Intel has announced a new Optane SSD for use in data centres. The Optane P5800X uses PCIe 4.0 and is claimed to be three times faster than its predecessor.

The new SSD achieves sequential read and write speeds of 7.2 and 6.2 gigabytes per second respectively. Furthermore, the SSD achieves 1.5 million IOPS in both 4K random reads and writes. With a combined use case 70 percent reads and 30 percent writes, Intel claims that the SSD achieves 1.8 million IOPS.

Solution for performance bottlenecks

“The fundamental thing that Optane does as an SSD is fix performance bottlenecks in other slower media … most people think of hard drives as being a slower media, but believe it or not, both SATA SSDs and NVMe NAND SSDs are getting slower on a key metric, which is 70/30 read/write random performance,” David Tuhy, vice president and general manager of Intel data centre Optane storage division, said.

Tuhy has a point.
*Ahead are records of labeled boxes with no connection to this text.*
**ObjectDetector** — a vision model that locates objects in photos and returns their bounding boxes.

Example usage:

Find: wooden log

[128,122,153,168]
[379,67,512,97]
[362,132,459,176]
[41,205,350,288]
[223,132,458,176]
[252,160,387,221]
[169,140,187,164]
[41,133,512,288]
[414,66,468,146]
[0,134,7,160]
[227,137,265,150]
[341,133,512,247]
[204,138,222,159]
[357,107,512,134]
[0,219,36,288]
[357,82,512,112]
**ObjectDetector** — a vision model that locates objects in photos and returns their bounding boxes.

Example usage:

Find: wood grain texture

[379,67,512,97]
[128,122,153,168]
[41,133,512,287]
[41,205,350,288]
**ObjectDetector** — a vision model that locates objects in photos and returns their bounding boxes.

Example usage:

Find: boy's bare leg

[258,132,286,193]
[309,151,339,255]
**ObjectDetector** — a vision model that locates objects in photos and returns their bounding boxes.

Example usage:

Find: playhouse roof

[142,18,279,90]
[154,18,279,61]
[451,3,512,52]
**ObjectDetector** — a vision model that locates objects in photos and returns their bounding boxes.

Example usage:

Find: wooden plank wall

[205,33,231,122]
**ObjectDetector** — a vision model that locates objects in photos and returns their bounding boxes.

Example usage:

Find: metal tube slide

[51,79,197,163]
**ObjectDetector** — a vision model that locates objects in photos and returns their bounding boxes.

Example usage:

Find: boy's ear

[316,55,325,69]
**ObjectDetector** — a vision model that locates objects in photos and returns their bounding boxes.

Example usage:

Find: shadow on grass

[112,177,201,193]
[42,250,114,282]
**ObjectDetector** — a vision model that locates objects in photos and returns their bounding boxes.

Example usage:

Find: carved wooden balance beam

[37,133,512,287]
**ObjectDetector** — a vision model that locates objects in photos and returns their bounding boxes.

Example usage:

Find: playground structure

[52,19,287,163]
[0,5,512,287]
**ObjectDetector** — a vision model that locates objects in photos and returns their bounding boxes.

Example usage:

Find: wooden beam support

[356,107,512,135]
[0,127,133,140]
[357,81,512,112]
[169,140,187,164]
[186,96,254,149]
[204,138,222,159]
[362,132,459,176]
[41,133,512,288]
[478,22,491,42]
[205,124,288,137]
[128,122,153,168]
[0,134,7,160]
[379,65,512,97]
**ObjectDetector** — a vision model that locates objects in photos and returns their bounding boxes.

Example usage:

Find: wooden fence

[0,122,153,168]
In an effort to build the largest possible SSDs as cheaply as possible, manufacturers are increasingly using techniques to increase data density. Techniques such as TLC and QLC allow multiple bits to be stored per memory cell, but this is at the expense of speed and lifespan.

Lifespan and capacity

The lifespan of the P5800X has also improved compared to its predecessors. The SSD could handle 67 percent more writes per day and have a 40 percent better quality of service than the P4800X.

The Intel Optane P5800X is available in 400GB, 800GB, 1.6TB and 3.2TB storage capacity variants. It uses the U.2 form factor for server applications. The SSD is now available, although Intel is still working on a version for OEM customers.